Then, we also support pipelined submission. Instead of predict() (which blocks), threads can call predict_submit() to start GPU work and get back a PredictHandle. We submit all three models (CpG, de-novo, others) before collecting any results, which lets the GPU work on them concurrently.

Verifying GPU results

Switching to GPU means switching to f32: The GPU shaders operate entirely in 32-bit floats⁷. To make sure this doesn’t change our results, we first switched the CPU inference path to f32 as well. The FlatForest type casts feature values to f32 before comparison so that split decisions are identical to the GPU path.

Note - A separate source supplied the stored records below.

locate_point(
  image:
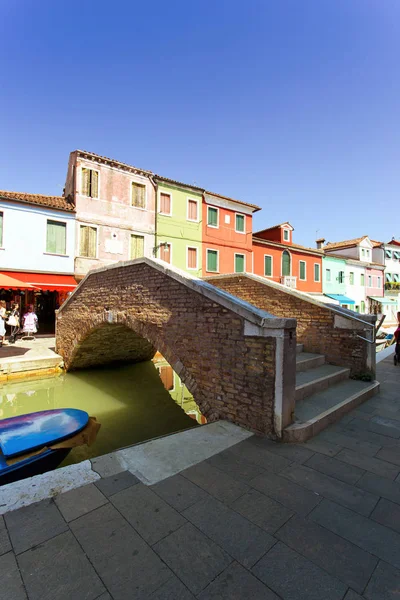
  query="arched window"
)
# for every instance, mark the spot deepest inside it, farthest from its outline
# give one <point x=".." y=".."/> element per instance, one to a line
<point x="285" y="263"/>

The only remaining difference is accumulation precision: FlatForest on CPU sums leaf values in f64, while the GPU shader sums in f32. We have tests that verify GPU and CPU predictions match within this tolerance across various batch sizes, including tricky workgroup boundary conditions. If I remember correctly, in our test there were less than 100 positions that had any different results when switching.

Unified memory

One more nice optimization that makes a real difference on Apple Silicon: unified memory. On a discrete GPU, data needs to be copied from CPU memory to GPU memory and back. This means extra staging buffers and explicit copy commands. But on “unified-memory architectures” (which some APUs like Apple Silicon have) the CPU and GPU share the same physical memory.

We detect this at startup by checking for the MAPPABLE_PRIMARY_BUFFERS feature in wgpu. When it’s available, we skip the staging buffers entirely: the feature buffer gets MAP_WRITE usage (CPU writes directly), and the output buffer gets MAP_READ (CPU reads directly). On Metal, this maps to MTLStorageModeShared which means zero-copy access from both sides.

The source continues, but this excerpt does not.